As the aviation industry continues its post-Covid recovery, aircraft interiors suppliers such as FACC are seeing the benefits. FACC AG is an Austria-based company that manufactures complete cabin interiors, from overhead stowages to monuments, cabin linings, and entrances, with major contracts including Airbus Airspace interiors. In the first nine months of 2023, the company achieved an increase in revenue of 22.5% compared to the same period of 2022, bringing the figure to EUR 513.9 million (US$549m). The high production rate in the aviation industry is also reflected in FACC’s long-term order book, which recorded significant growth with a volume of US$ 5.8 billion (EUR 5.43m).
The company says its Q3 2023 figures were achieved despite some negative market aspects, such as seasonally lower revenues in the summer months, challenges with the procurement of materials along the supply chain, training expenses for new employees, and inflation-related cost increases, particularly in the HR area.
Rate ramp-ups dominate the market
In addition to increased business activity in the short and medium-haul aircraft segment, FACC says is also starting to see ‘significant rate ramp-ups’ for long-haul aircraft (Airbus A350 and Boeing 787), which will lead to further revenue growth over the next 18 months. The company is therefore planning to increase its current headcount of 3,294 full-time employees by up to 500 in the coming months.

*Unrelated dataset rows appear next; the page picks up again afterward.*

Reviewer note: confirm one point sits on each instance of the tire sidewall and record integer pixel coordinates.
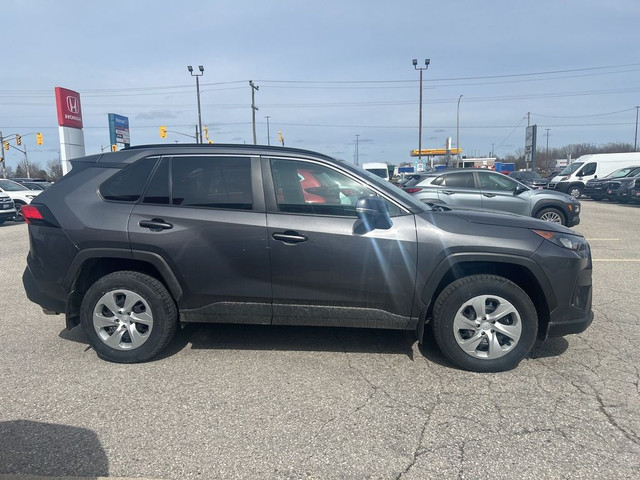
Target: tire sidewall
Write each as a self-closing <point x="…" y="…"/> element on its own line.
<point x="153" y="292"/>
<point x="458" y="293"/>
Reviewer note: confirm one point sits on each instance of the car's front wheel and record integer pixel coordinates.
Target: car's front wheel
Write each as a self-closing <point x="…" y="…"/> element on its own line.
<point x="552" y="215"/>
<point x="484" y="323"/>
<point x="128" y="317"/>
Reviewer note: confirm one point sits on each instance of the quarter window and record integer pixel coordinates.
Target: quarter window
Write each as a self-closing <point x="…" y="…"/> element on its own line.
<point x="128" y="183"/>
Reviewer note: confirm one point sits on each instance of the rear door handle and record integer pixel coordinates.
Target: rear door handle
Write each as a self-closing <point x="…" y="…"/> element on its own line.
<point x="289" y="236"/>
<point x="155" y="224"/>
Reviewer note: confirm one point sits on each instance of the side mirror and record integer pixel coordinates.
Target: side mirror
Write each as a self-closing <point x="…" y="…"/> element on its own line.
<point x="372" y="212"/>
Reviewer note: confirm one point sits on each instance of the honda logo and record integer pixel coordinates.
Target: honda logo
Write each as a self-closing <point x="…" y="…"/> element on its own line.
<point x="73" y="104"/>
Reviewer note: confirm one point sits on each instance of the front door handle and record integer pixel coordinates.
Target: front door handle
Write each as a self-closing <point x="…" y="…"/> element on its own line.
<point x="155" y="224"/>
<point x="289" y="236"/>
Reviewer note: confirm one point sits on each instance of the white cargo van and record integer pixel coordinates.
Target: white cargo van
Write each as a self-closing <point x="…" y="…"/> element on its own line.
<point x="573" y="178"/>
<point x="379" y="169"/>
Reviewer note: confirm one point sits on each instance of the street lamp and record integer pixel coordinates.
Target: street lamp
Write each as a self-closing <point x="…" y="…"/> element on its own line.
<point x="415" y="65"/>
<point x="198" y="75"/>
<point x="458" y="130"/>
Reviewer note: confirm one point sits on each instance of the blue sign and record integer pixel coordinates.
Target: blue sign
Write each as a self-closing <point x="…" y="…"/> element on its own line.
<point x="119" y="130"/>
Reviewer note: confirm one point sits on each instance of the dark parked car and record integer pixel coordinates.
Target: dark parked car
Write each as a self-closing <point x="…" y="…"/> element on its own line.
<point x="596" y="188"/>
<point x="487" y="190"/>
<point x="620" y="189"/>
<point x="130" y="244"/>
<point x="529" y="178"/>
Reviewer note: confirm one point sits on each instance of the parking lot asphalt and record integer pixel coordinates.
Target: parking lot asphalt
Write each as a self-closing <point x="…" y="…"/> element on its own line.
<point x="232" y="401"/>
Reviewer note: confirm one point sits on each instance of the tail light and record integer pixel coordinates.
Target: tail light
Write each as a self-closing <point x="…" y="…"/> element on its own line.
<point x="38" y="215"/>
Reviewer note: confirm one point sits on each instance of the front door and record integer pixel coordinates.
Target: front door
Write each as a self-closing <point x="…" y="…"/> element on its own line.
<point x="326" y="268"/>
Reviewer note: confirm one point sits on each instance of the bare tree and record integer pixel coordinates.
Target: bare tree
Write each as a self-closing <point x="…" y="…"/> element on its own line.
<point x="54" y="170"/>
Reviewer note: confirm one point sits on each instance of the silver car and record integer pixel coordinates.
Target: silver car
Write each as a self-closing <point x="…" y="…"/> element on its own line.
<point x="488" y="190"/>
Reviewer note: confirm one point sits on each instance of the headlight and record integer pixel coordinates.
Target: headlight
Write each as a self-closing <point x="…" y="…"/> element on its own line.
<point x="572" y="242"/>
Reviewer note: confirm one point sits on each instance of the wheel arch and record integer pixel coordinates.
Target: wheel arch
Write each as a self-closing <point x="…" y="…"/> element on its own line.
<point x="520" y="270"/>
<point x="92" y="264"/>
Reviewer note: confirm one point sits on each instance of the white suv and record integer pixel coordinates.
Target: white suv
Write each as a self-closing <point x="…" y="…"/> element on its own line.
<point x="20" y="194"/>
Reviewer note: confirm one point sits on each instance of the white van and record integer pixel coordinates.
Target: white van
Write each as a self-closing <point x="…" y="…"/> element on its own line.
<point x="379" y="169"/>
<point x="573" y="178"/>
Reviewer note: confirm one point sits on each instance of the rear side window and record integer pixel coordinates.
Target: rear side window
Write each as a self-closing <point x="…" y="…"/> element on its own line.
<point x="202" y="181"/>
<point x="128" y="183"/>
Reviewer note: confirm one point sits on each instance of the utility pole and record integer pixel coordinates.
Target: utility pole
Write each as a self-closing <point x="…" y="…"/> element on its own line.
<point x="253" y="109"/>
<point x="635" y="141"/>
<point x="268" y="135"/>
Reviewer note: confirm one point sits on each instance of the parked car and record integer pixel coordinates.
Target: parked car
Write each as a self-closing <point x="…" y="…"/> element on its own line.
<point x="487" y="190"/>
<point x="7" y="208"/>
<point x="620" y="189"/>
<point x="596" y="188"/>
<point x="128" y="254"/>
<point x="20" y="195"/>
<point x="574" y="177"/>
<point x="529" y="178"/>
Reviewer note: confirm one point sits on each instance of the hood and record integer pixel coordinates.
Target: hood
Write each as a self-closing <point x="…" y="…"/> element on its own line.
<point x="506" y="220"/>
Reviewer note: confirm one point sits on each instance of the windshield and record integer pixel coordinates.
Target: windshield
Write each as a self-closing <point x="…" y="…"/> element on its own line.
<point x="381" y="172"/>
<point x="9" y="186"/>
<point x="569" y="169"/>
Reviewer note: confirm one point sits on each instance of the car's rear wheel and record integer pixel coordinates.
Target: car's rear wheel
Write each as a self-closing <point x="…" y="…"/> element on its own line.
<point x="552" y="215"/>
<point x="575" y="191"/>
<point x="128" y="317"/>
<point x="484" y="323"/>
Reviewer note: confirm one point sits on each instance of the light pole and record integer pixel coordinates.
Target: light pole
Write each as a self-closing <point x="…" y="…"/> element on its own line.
<point x="458" y="131"/>
<point x="198" y="75"/>
<point x="268" y="135"/>
<point x="635" y="141"/>
<point x="415" y="65"/>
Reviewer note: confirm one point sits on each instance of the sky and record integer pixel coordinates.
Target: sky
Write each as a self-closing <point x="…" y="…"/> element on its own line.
<point x="330" y="74"/>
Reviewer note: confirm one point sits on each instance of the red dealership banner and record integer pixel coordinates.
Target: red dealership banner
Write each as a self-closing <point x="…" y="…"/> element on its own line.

Another positive development is the recently signed order from Pratt & Whitney Canada for the repair and overhaul of engine components. This multi-year contract is particularly important for FACC AG’s Aftermarket Services division.
The expansion of FACC’s new facility in Croatia, which was opened last year, was also started as planned in Q3/2023. The new production area is scheduled to be completed by the end of Q2/2024.
Outlook
FACC’s outlook for the remainder of the 2023 financial year remains unchanged: group revenue in 2023 is expected to increase by 12-16% compared to 2022. In terms of earnings, management expects a reduced but positive result for the second half of the year compared to the first half.